Desde la ventana de su cuarto, Consuelito Mendoza los veía correr por el
solar, moviendo las inteligentes cabecitas y riñendo sobre los montones
de estiércol: todos eran hermanos, y cuando a la caída del sol su madre
los llamaba, acudían en tropel a guarecerse bajo el soportal trasero de
la casa. Poseer uno de aquellos pollitos, dormir con él y comérselo a
besos, constituía la mayor ilusión de Consuelo.
Resuelta a dar satisfacción a este deseo, espió pacientemente la
oportunidad de allanar los dominios de la señora Daniela: pasaron más de
quince días sin que la anhelada coyuntura se presentase; ¡qué mala
suerte!... los pollitos serían, cuando ella los cogiese, casi unos
gallos. Pensando así la pobre niña lloró mucho, perdió el apetito y fué
necesario llamar al médico. Cuando los tan codiciados animalitos
crecieron, aquel antojo quedó repentinamente olvidado. Esta volubilidad
de carácter presidió la psicología, toda la psicología, de Consuelo
Mendoza.
A los diez y siete años, la joven sufrió un accidente que puso en riesgo
su vida.
Una tarde, yendo con su padre, varios granujillas intentaron prenderla
en el abrigo una obscena figura de papel: don Felipe, justamente
irritado contra el atrevimiento de los chicuelos, quiso aplicarles una
buena mano de azotes que, sin romperles hueso, les escociese, cuando se
vió detenido por un hombre que, luego de insultarle groseramente por lo
que llamó “cobardía y barbaridad”, intentó agredirle con un cuchillo.
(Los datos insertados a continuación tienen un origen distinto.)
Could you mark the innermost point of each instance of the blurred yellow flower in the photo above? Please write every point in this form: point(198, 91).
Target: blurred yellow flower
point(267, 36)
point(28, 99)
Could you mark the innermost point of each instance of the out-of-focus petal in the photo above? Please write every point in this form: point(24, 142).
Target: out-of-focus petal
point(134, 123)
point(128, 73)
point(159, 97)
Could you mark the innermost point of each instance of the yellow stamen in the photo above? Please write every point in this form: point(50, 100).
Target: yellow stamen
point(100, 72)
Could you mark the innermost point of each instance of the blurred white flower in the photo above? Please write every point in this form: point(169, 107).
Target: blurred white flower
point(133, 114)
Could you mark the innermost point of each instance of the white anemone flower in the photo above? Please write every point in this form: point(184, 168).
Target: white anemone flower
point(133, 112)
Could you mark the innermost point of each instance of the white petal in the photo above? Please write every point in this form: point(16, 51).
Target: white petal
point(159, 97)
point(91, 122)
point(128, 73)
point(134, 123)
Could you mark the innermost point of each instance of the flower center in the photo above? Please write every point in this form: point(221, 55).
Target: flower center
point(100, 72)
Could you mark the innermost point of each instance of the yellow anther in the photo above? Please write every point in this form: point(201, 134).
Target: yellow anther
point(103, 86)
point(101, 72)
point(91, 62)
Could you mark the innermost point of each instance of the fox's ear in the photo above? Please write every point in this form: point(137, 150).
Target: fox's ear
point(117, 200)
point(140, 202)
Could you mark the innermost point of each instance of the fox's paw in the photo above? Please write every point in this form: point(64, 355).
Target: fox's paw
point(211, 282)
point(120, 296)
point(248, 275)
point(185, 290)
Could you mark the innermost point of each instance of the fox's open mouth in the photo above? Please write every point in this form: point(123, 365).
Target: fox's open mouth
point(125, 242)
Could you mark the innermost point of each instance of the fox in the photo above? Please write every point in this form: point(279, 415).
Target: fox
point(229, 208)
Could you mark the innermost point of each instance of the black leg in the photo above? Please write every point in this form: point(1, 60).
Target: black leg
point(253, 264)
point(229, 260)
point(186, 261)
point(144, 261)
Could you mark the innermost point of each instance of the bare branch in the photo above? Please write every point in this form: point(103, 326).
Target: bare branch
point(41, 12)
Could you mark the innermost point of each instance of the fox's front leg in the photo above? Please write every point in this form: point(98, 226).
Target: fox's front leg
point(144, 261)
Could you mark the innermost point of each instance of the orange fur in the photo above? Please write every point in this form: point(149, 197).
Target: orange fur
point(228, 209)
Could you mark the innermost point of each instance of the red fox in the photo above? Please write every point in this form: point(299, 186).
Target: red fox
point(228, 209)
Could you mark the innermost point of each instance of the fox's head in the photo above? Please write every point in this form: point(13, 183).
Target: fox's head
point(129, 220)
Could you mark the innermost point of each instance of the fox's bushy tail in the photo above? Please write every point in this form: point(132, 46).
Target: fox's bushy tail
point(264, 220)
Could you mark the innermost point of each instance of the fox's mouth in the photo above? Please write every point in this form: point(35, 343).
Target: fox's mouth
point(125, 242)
Afortunadamente, varias de las personas allí reunidas mediaron en la
cuestión, evitando que ésta tuviese mal desenlace; pero Consuelo, que
desde los primeros momentos comenzó a sentirse muy excitada, al ver
brillar el arma dió un grito espantoso y cayó al suelo sin conocimiento.
Este accidente, complicándose con las manifestaciones primeras de la
pubertad, provocó una violentísima fiebre que la hizo delirar varias
noches consecutivas y de la cual tardó mucho tiempo en reponerse.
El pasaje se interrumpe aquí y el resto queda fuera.